Herr Platzeck, wo ist der Osten Spitze? Wir heimsten die meisten Olympiamedaillen ein und haben mit Oberwiesenthal die höchstgelegene Stadt Deutschlands.

Herr Platzeck, wo ist der Osten Spitze?

Wir heimsten die meisten Olympiamedaillen ein und haben mit Oberwiesenthal die höchstgelegene Stadt Deutschlands.

Und sonst?

Unternehmer sagen mir, dass die Einsatzbereitschaft, die Mobilität und auch die Flexibilität der Arbeiter im Osten wesentlich größer sind als im Westen.

Gibt es auch Branchen, die besser sind als im Westen?

Ja. Aber das liegt ehrlicherweise auch daran, dass sie neu sind. Die Luft- und Raumfahrt gab es als Branche früher im Osten überhaupt nicht. Auch die Biotechnologie ist neu. Sie gehört deutschlandweit zum Spitzenfeld. In Schwarze Pumpe steht das Braunkohlekraftwerk mit dem weltweit höchsten Wirkungsgrad. Außerdem haben wir hier in Brandenburg die produktivste Landwirtschaft Deutschlands. Und wir sind bereits jetzt der größte Biokraftstoffproduzent der Bundesrepublik, bald werden wir auch der größte Papierproduzent sein.

Warum sind das bisher nur Inseln?

Es wird immer vergessen, dass wir bis Mitte der 90er Jahre eine fast komplette Deindustrialisierung durchmachten und dann ganz neu anfangen mussten. Bayern hat für einen solchen Kraftakt 35 Jahre gebraucht, bis zur Lederhose der Laptop hinzukam. Und bis dahin heftig vom Länderfinanzausgleich profitiert.

Was muss passieren, damit von den Inseln Impulse für die Regionen ausgehen?

Wir müssen unsere Stärken stärken und die Gelder konzentrierter einsetzen.

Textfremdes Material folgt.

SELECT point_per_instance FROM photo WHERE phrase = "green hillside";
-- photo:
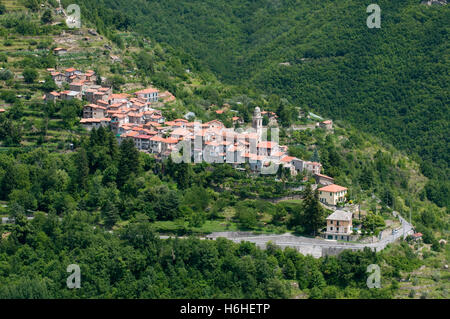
(104, 206)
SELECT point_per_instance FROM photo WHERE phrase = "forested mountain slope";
(390, 81)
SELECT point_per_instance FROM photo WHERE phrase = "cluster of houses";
(137, 117)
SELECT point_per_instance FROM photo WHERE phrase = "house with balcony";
(332, 194)
(339, 226)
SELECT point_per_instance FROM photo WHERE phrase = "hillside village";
(65, 174)
(138, 118)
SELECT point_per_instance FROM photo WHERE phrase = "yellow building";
(332, 194)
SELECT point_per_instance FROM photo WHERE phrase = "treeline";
(134, 263)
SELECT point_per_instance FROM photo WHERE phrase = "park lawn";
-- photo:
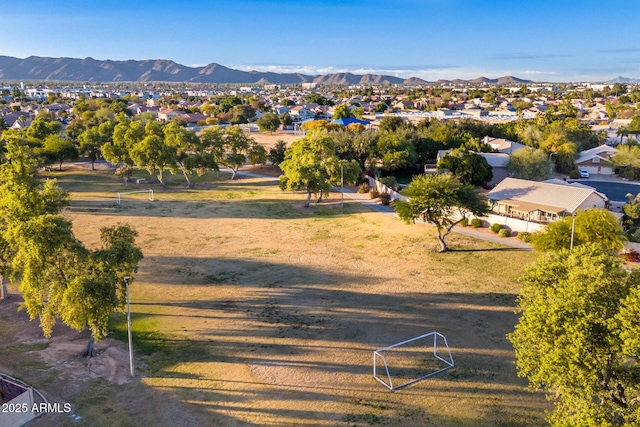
(250, 310)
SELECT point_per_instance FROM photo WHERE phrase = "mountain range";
(161, 70)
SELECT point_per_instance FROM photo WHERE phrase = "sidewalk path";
(366, 200)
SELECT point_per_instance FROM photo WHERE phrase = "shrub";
(476, 223)
(496, 227)
(525, 236)
(363, 188)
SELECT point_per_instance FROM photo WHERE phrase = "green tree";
(530, 163)
(126, 134)
(268, 122)
(442, 200)
(153, 153)
(242, 114)
(58, 149)
(577, 337)
(22, 198)
(257, 154)
(591, 226)
(43, 126)
(229, 146)
(390, 124)
(469, 167)
(342, 112)
(311, 164)
(92, 140)
(393, 151)
(277, 153)
(190, 154)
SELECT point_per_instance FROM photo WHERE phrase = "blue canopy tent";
(350, 120)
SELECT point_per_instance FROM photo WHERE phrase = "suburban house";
(502, 145)
(169, 114)
(299, 113)
(542, 201)
(597, 160)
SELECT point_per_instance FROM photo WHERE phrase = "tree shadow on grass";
(321, 326)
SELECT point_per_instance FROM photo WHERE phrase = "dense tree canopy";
(442, 200)
(469, 167)
(311, 164)
(577, 337)
(530, 163)
(592, 226)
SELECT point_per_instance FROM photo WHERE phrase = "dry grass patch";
(250, 310)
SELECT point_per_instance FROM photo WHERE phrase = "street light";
(341, 185)
(573, 229)
(126, 282)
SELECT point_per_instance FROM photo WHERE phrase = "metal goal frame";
(118, 201)
(447, 360)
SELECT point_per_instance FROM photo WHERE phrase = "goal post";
(410, 361)
(119, 199)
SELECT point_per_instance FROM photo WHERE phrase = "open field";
(250, 310)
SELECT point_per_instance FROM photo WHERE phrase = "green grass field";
(250, 310)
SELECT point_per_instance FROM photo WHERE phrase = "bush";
(525, 236)
(363, 188)
(496, 227)
(630, 256)
(476, 223)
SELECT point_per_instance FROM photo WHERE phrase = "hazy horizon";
(430, 39)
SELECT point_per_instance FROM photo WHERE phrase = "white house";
(597, 160)
(300, 113)
(542, 201)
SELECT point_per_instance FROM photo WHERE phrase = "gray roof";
(568, 197)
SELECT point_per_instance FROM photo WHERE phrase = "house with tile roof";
(542, 201)
(597, 160)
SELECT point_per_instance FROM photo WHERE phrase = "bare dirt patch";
(250, 311)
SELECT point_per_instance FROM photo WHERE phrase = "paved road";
(615, 191)
(366, 200)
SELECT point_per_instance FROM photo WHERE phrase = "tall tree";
(153, 153)
(268, 122)
(530, 163)
(92, 140)
(591, 226)
(58, 149)
(469, 167)
(577, 337)
(311, 164)
(126, 134)
(229, 146)
(22, 198)
(442, 200)
(276, 154)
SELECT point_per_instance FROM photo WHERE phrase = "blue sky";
(542, 40)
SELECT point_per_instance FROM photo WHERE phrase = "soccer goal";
(132, 192)
(410, 361)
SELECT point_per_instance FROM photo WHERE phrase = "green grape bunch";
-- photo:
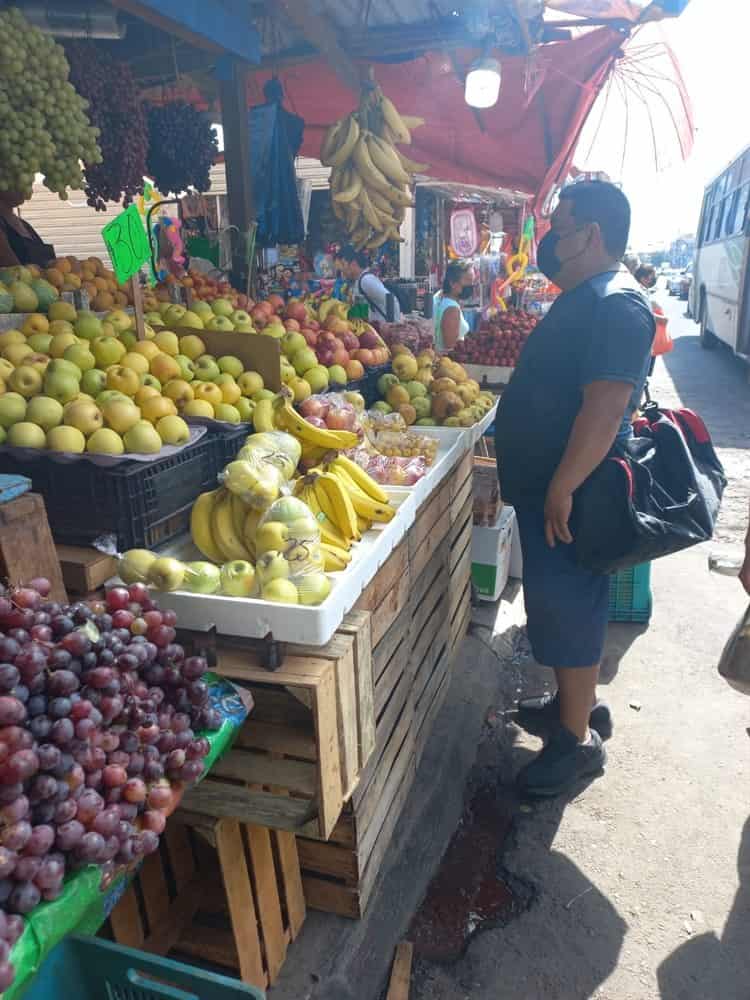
(44, 124)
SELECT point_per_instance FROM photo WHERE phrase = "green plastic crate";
(93, 969)
(630, 594)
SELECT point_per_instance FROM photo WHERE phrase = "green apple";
(220, 323)
(61, 385)
(201, 578)
(107, 351)
(245, 409)
(84, 415)
(26, 435)
(12, 409)
(222, 307)
(80, 356)
(225, 411)
(105, 442)
(237, 578)
(142, 439)
(93, 381)
(230, 365)
(134, 565)
(88, 326)
(45, 412)
(280, 592)
(206, 369)
(66, 439)
(187, 367)
(26, 381)
(39, 342)
(166, 573)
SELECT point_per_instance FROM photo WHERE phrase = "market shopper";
(578, 381)
(366, 285)
(450, 323)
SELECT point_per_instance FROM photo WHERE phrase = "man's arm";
(594, 432)
(745, 571)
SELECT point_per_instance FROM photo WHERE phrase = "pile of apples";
(74, 382)
(499, 341)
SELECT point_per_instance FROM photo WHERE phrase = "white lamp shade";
(483, 83)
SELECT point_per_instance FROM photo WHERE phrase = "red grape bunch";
(99, 708)
(182, 147)
(116, 109)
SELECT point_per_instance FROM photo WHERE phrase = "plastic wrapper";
(734, 665)
(90, 895)
(395, 471)
(289, 564)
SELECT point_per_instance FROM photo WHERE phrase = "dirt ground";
(640, 885)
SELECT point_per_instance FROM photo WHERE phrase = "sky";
(710, 40)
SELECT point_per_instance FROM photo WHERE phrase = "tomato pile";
(499, 340)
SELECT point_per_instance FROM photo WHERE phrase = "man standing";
(365, 284)
(576, 386)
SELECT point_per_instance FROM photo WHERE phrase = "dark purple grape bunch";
(182, 147)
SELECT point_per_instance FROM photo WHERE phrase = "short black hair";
(605, 204)
(454, 272)
(348, 253)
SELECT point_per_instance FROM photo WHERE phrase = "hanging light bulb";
(483, 83)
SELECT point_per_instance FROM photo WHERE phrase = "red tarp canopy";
(525, 143)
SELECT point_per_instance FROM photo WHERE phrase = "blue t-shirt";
(600, 331)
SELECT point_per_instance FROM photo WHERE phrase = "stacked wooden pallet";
(420, 607)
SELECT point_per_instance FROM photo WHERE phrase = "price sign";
(127, 243)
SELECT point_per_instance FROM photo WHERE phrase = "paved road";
(715, 384)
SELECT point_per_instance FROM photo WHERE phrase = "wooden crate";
(226, 893)
(26, 546)
(419, 604)
(312, 730)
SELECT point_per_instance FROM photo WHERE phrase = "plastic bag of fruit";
(395, 471)
(289, 564)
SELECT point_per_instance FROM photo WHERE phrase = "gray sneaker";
(562, 763)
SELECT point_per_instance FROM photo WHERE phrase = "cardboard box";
(490, 555)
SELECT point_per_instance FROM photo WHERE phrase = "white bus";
(720, 290)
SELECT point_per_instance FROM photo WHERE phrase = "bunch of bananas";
(370, 177)
(346, 502)
(223, 526)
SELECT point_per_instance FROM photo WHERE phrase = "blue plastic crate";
(92, 969)
(630, 594)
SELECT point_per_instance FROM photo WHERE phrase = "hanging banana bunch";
(371, 179)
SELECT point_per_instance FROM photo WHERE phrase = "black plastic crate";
(143, 504)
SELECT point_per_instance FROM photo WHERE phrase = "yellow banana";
(289, 420)
(200, 526)
(387, 160)
(332, 140)
(228, 542)
(411, 166)
(394, 121)
(334, 558)
(351, 190)
(337, 505)
(263, 416)
(344, 151)
(363, 479)
(372, 177)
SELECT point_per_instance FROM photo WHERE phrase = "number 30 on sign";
(127, 243)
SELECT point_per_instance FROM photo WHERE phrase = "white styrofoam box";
(516, 557)
(490, 555)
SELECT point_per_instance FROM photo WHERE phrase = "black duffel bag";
(655, 494)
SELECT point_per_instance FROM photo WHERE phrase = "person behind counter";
(450, 323)
(365, 284)
(19, 242)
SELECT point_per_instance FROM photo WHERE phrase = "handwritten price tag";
(127, 243)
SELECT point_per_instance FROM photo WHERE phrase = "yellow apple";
(66, 439)
(173, 430)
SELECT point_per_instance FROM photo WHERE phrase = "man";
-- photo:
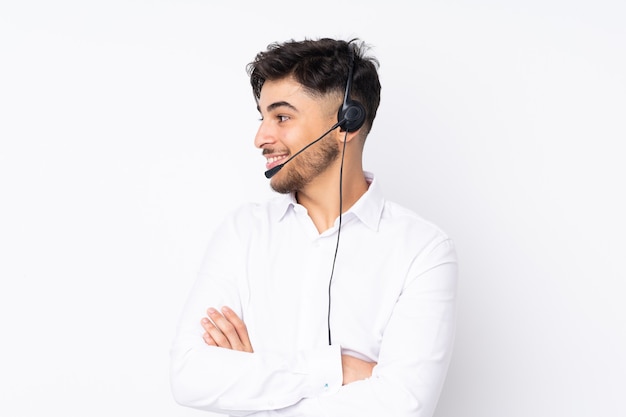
(326, 300)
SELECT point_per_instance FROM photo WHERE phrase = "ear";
(347, 136)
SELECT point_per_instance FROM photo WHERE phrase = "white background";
(126, 132)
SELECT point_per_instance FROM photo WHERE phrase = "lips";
(273, 160)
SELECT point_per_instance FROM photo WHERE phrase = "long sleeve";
(393, 303)
(414, 355)
(232, 382)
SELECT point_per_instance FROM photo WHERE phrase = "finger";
(215, 333)
(208, 339)
(226, 328)
(240, 327)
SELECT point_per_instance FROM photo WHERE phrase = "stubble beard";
(305, 167)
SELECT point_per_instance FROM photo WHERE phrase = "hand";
(225, 330)
(355, 369)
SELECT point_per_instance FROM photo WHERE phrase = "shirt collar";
(368, 209)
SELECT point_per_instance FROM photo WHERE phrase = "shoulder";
(411, 228)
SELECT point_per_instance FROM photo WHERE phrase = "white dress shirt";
(392, 301)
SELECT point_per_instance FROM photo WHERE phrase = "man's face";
(291, 119)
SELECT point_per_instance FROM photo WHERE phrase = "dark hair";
(322, 67)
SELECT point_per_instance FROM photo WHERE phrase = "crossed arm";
(226, 330)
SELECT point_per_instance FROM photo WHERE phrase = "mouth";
(274, 160)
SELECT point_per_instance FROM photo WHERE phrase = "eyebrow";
(278, 104)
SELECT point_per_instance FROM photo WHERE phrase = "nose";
(264, 136)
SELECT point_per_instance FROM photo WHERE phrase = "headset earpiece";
(351, 115)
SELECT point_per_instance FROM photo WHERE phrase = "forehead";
(287, 92)
(284, 89)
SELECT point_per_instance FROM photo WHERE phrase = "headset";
(351, 115)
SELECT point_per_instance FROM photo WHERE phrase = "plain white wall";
(126, 133)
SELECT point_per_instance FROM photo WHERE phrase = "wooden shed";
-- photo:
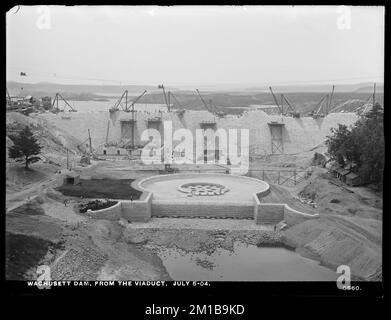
(353, 179)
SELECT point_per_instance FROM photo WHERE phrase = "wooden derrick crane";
(55, 102)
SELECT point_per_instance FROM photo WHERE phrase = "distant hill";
(14, 88)
(357, 87)
(369, 89)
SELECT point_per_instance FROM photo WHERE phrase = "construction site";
(175, 143)
(86, 150)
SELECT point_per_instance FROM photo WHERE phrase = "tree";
(362, 144)
(26, 147)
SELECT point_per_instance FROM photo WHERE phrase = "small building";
(333, 169)
(71, 177)
(353, 179)
(342, 173)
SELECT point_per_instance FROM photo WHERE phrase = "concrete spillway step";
(238, 210)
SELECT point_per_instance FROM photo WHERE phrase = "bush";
(95, 205)
(362, 145)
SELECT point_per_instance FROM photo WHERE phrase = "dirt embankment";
(349, 231)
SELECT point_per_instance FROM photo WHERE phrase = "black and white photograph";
(178, 146)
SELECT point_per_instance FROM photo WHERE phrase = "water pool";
(244, 263)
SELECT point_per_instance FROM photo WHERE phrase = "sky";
(224, 45)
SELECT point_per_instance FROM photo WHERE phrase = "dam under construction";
(120, 133)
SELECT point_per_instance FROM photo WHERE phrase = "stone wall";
(299, 134)
(112, 213)
(293, 217)
(269, 213)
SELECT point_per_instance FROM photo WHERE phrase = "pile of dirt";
(334, 243)
(23, 254)
(31, 240)
(32, 207)
(332, 199)
(54, 141)
(102, 188)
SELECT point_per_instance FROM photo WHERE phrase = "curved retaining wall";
(142, 210)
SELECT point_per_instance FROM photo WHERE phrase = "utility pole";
(89, 138)
(331, 97)
(67, 159)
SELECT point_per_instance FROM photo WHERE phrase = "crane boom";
(275, 100)
(331, 97)
(115, 107)
(161, 86)
(175, 98)
(288, 103)
(62, 98)
(137, 99)
(203, 101)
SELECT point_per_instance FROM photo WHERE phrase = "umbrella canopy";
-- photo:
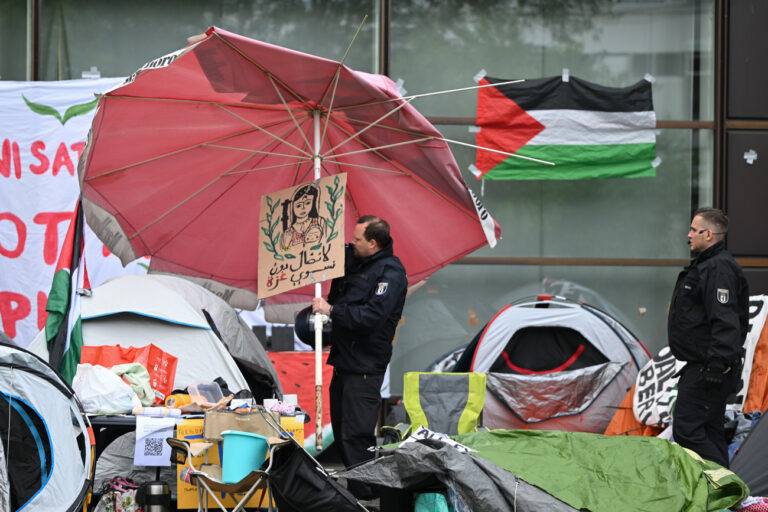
(179, 156)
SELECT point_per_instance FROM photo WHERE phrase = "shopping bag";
(160, 364)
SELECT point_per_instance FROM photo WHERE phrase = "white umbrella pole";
(318, 316)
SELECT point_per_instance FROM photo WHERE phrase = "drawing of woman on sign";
(302, 223)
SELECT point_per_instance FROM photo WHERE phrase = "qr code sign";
(153, 447)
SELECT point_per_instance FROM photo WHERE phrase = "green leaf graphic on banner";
(79, 110)
(73, 111)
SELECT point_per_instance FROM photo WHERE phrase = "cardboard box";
(186, 494)
(293, 427)
(217, 422)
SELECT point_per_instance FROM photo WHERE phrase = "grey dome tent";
(46, 444)
(553, 364)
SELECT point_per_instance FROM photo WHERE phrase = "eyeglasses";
(700, 231)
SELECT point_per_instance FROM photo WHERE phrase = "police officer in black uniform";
(364, 306)
(707, 326)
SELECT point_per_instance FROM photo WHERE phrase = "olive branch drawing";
(335, 212)
(74, 110)
(272, 237)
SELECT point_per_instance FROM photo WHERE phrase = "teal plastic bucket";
(243, 453)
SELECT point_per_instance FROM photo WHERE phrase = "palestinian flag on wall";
(586, 130)
(63, 328)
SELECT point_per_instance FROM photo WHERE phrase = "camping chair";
(296, 481)
(450, 403)
(207, 478)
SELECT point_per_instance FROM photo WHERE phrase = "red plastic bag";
(160, 365)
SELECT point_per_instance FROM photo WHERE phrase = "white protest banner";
(656, 384)
(43, 129)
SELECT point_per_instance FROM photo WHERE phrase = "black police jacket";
(367, 305)
(708, 315)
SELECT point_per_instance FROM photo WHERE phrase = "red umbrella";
(179, 156)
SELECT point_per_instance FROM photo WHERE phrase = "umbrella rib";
(189, 197)
(259, 152)
(202, 102)
(425, 184)
(258, 169)
(293, 118)
(352, 120)
(371, 125)
(171, 153)
(263, 69)
(361, 166)
(265, 131)
(377, 148)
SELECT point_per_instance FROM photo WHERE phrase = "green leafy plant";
(73, 111)
(272, 235)
(334, 210)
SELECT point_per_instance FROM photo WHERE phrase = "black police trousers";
(698, 420)
(355, 402)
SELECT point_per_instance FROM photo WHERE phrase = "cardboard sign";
(301, 235)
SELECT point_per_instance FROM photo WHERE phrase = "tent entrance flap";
(536, 398)
(546, 349)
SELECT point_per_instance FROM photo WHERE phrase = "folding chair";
(296, 481)
(207, 477)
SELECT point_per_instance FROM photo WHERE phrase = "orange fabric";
(757, 392)
(624, 422)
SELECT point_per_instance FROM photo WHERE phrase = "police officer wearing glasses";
(707, 326)
(365, 306)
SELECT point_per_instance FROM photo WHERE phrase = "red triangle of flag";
(505, 126)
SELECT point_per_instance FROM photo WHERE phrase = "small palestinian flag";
(63, 329)
(586, 130)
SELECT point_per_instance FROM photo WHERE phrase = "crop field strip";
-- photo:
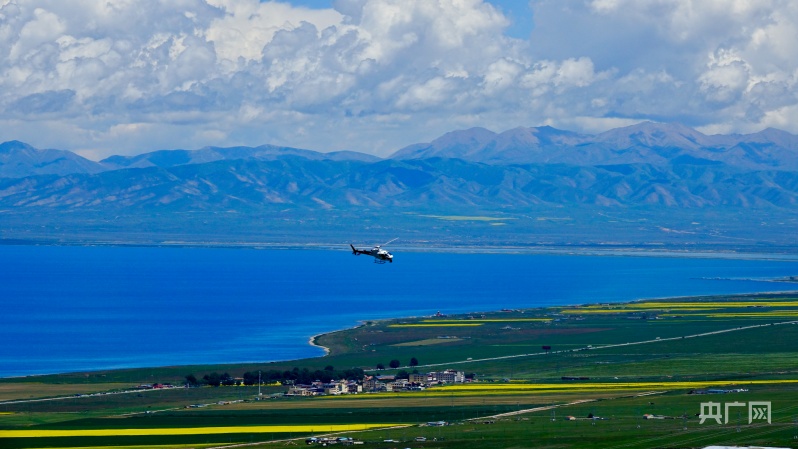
(72, 433)
(603, 343)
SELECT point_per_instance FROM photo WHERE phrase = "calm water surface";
(82, 308)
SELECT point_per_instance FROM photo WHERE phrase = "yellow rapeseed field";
(437, 325)
(28, 433)
(611, 385)
(490, 320)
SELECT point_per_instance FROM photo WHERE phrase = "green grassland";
(654, 352)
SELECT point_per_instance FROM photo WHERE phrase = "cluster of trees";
(213, 379)
(295, 376)
(396, 363)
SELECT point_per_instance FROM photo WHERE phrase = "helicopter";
(380, 255)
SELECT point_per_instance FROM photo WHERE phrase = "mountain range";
(666, 168)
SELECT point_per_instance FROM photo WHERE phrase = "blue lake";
(86, 308)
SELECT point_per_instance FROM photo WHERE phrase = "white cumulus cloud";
(120, 76)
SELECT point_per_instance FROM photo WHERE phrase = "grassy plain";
(637, 358)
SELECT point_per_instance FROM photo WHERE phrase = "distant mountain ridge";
(172, 158)
(646, 165)
(644, 143)
(18, 160)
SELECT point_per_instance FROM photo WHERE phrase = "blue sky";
(104, 77)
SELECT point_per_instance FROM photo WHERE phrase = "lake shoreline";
(261, 287)
(587, 250)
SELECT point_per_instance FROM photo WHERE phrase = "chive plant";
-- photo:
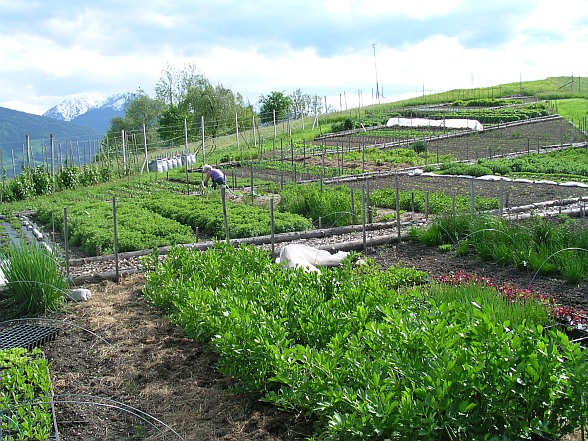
(36, 282)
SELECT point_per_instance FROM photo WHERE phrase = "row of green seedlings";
(371, 353)
(38, 181)
(25, 395)
(354, 162)
(540, 246)
(485, 116)
(163, 218)
(567, 164)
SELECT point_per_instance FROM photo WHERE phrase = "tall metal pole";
(376, 69)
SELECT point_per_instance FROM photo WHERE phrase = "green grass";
(36, 281)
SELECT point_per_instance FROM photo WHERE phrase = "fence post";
(272, 226)
(65, 241)
(352, 206)
(363, 218)
(225, 213)
(426, 205)
(115, 240)
(472, 197)
(396, 186)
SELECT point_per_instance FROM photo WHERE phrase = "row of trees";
(186, 97)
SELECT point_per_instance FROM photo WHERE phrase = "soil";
(137, 358)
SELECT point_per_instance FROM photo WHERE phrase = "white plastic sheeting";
(2, 277)
(308, 258)
(458, 123)
(165, 164)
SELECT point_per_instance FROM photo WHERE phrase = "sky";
(350, 51)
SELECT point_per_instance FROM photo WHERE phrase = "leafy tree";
(140, 110)
(190, 96)
(171, 123)
(275, 101)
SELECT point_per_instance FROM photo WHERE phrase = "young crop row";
(537, 244)
(205, 213)
(25, 393)
(370, 354)
(431, 202)
(485, 116)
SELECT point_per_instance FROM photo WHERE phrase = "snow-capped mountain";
(90, 111)
(73, 107)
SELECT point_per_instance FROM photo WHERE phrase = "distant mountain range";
(90, 111)
(83, 120)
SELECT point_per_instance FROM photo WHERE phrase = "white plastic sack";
(80, 294)
(307, 257)
(161, 165)
(457, 123)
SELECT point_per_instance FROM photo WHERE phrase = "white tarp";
(307, 257)
(471, 124)
(2, 277)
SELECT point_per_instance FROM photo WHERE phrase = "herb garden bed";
(150, 364)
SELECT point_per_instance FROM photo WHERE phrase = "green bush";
(36, 281)
(372, 355)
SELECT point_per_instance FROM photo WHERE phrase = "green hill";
(15, 126)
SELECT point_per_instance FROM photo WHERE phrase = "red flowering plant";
(567, 315)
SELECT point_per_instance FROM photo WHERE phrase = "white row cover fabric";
(458, 123)
(165, 164)
(308, 258)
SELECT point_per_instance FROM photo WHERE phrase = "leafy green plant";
(36, 282)
(536, 244)
(25, 390)
(374, 354)
(332, 204)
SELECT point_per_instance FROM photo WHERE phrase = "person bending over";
(215, 175)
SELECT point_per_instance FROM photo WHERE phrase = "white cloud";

Die Luft- und Raumfahrttechnik in Brandenburg braucht zum Beispiel einen Flughafen. Sonst siedeln sich keine weiteren Unternehmen an. Außerdem müssen wird die Eigenkapitaldecke aller betroffenen Unternehmen stärken. Viele Ost-Firmen haben tolle Produkte. Aber wenn sie die Eigenkapitallücke nicht schließen können, werden sie nicht überleben. Und drittens müssen wir den Technologietransfer vorantreiben.

Wie soll das funktionieren?

Der Osten war lange die verlängerte Werkbank des Westens. Aber jetzt merken wir, dass wir ein Produkt nicht billiger zusammenschrauben können als Polen oder Tschechien. Unsere einzige Chance liegt darin, Forschung und Wissenschaft voranzutreiben. Noch haben wir große Probleme, aus Forschungsergebnissen Produkte zu machen. Wir brauchen eine bessere Vernetzung.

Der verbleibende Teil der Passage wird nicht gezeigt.